Realisasi pembangunan jalan tol termasuk yang tinggi perkembangannya, hingga September 2016 yang sudah beroperasi mencapai 26,8 persen. Ini bagian dari target menyelesaikan 1.000 km jalan tol hingga 2019. Sedangkan untuk progres sektor irigasi, bendungan, bandara jauh lebih tinggi, masing-masing 60,7 persen, 36,9 persen, 33,3 persen. Faktor pendorong percepatan ini karena pembebasan lahan yang lebih baik terutama soal kelancaran dana talangan pemerintah yang nilainya triliunan rupiah pada proyek tol kepada investor, seperti yang terjadi pada Tol Becakayu.
“Adanya dana talangan, jadi cepet banget, sangat cepet,” kata Jokowi.
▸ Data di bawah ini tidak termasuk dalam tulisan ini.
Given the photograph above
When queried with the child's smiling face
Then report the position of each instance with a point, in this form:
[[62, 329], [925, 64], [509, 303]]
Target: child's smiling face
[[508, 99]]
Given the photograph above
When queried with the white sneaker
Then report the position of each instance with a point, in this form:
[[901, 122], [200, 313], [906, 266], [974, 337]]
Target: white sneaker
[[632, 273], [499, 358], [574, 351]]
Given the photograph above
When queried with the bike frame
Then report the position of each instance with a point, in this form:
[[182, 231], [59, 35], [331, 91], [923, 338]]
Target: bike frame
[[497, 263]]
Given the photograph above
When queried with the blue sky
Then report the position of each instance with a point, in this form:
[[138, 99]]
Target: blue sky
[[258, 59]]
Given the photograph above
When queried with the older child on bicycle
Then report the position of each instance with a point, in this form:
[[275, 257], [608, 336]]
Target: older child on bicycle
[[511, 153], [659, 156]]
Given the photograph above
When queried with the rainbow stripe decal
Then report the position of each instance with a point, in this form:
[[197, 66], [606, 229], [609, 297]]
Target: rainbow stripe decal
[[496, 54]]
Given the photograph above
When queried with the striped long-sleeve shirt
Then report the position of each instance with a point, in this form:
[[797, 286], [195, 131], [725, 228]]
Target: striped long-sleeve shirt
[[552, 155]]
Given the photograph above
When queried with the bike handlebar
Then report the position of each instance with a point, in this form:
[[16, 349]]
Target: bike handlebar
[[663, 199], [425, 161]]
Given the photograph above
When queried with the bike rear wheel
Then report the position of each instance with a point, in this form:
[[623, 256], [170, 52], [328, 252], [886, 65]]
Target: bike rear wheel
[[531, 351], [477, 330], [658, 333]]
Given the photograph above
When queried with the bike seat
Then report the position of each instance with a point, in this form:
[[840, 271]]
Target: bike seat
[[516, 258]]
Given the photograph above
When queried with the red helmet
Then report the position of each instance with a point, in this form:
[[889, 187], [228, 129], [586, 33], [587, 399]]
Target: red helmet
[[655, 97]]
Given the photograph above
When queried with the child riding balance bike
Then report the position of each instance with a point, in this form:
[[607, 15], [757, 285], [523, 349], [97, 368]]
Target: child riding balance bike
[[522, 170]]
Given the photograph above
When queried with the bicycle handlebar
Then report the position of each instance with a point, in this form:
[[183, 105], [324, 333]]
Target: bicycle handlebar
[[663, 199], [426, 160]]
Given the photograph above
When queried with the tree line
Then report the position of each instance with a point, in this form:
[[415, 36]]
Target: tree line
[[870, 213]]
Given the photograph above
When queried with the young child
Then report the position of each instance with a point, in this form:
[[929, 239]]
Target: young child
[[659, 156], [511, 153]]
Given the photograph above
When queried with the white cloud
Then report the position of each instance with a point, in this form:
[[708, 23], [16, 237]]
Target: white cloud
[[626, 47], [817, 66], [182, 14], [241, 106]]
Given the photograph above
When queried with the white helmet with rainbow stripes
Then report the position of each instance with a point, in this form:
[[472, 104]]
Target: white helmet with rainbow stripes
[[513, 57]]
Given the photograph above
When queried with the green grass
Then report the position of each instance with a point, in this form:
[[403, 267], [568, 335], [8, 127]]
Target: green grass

Sayangnya capaian yang positif di pembangunan jalan dan infrastruktur pertanian, justru berkebalikan dengan proyek lainnya. Misalnya, proyek kereta yang realisasinya baru 14,97 persen, pelabuhan 18,3 persen, dan yang paling memperihatinkan di proyek ketenagalistrikan. Khusus untuk proyek 35.000 MW, hingga September baru terealisasi 0,56 persen dari yang sudah beroperasi. In belum menghitung capaian realisasi proyek 7.000 MW yang merupakan warisan pemerintah sebelumnya.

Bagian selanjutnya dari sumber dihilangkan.